Closed jain-avi closed 6 years ago
@Neo96Mav , which network you used, or you have modified the network yourself based my code?
I have used your network and the official Caffe network for reference, and implemented my own small network. I am not using attention modules for 4x4 because I feel they are too small, and I am only using one attention module in 8x8. My network is relatively small, and its for CIFAR images only. Can you let me know the intuition behind this -
You have added output of residual block, as well as the output of the skip connection to the upsampled layer!
@Neo96Mav , this is refer to the caffe network, i think it is added for more detail information. You can remove it for testing the effectiveness.
Hi @Neo96Mav, Did you test the model using only one 8x8 Attention module? Was the accuracy better?
Hi @josianerodrigues , I added the 4x4 attention module as well. I am stuck at 89.5% accuracy. Maybe my model is not big enough or I am not using the exact same configuration, but I feel that it should not have affected it so much. @tengshaofeng Do u have any ideas why we can't match the authors performance?
@Neo96Mav , the paper only give the archietcture details of attention_92 for imagenet with 224 input but not for cifar10. So I build the net ResidualAttentionModel_92_32input following my understanding. I have tested on it on cifar10 test set, the result is as following: Accuracy of the model on the test images: 0.9354
maybe some details is not good. you can refer to the data preprocessed in the paper, keep same with the author. or maybe you can tune the hyper parameters for better performance. U can also remove the add operation to test the network.
@Neo96Mav @josianerodrigues the result now is 0.954
Can you tell me if your training and testing accuracies always followed each other?

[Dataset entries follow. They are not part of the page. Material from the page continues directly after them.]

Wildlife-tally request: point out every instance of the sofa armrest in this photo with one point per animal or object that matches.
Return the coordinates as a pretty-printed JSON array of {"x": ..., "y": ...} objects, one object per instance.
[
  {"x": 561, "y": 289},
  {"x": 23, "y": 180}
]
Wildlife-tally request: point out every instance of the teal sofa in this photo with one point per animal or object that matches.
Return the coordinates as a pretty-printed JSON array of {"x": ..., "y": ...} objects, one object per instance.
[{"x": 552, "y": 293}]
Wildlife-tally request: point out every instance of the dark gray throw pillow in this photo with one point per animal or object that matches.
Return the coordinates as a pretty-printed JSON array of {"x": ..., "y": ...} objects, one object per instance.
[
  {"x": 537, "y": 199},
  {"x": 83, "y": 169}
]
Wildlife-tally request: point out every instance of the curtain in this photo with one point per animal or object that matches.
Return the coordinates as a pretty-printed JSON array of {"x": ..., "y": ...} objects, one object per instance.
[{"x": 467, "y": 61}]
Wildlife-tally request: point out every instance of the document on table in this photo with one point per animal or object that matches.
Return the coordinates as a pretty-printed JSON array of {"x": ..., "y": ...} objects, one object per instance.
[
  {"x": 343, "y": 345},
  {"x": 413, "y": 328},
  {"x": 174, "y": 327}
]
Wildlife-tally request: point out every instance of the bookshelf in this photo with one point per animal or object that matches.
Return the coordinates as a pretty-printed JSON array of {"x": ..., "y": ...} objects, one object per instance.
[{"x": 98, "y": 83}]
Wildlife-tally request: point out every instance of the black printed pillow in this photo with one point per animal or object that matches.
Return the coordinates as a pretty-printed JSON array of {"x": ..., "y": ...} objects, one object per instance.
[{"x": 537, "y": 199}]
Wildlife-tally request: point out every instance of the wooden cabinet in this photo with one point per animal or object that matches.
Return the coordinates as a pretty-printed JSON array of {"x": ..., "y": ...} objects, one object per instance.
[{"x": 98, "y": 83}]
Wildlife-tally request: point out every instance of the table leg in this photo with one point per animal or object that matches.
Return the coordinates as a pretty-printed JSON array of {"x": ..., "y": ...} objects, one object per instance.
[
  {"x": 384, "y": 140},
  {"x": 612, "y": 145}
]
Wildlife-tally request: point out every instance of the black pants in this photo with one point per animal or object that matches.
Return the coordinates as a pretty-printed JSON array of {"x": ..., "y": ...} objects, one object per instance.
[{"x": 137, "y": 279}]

I am implementing a smaller and modified version of the network you coded, and my test accuracy seems to have stagnated at 81%. Also, I think you have coded a different architecture because you are adding output of pool layer as well as the output of pool+conv layer to the upsampled input, while the actual architecture only adds the pool+conv output to the upsampled layer. Is that making all the difference?